OAKLAND -- It has outperformed a highly touted outfield group, and it might have even surpassed the performances of the rotation and bullpen, all things considered.
Indeed, the A's infield has evolved into the backbone of the 2013 team, a development no one would have expected in spring training.
When the A's assembled in Arizona to begin preparing for what has been another American League West championship season, the infield consisted of four question marks. There was a measure of doubt at every position.
The double-play combination was supposed to be Scott Sizemore at second and Japan's Hiroyuki Nakajima at shortstop.
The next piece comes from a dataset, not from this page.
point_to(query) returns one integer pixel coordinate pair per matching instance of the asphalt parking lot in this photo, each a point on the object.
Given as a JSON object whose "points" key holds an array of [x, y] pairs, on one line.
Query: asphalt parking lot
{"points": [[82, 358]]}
Sizemore played in two games before suffering a season-ending knee injury, and Nakajima had never played in the majors.
At the corners, Josh Donaldson showed promise at third last season, but his 2012 totals were nine home runs and a .241 batting average in 75 games. At first base, Brandon Moss hit .291 with 21 homers in 84 games, but there was uncertainty whether he could duplicate those numbers based on his journeyman résumé.
Eight months later, it all seems like so much wasted worry.
It's easy to point to the acquisition of Jed Lowrie from Houston in early February as the turning point, but manager Bob Melvin had the other uncertainties on the infield, too.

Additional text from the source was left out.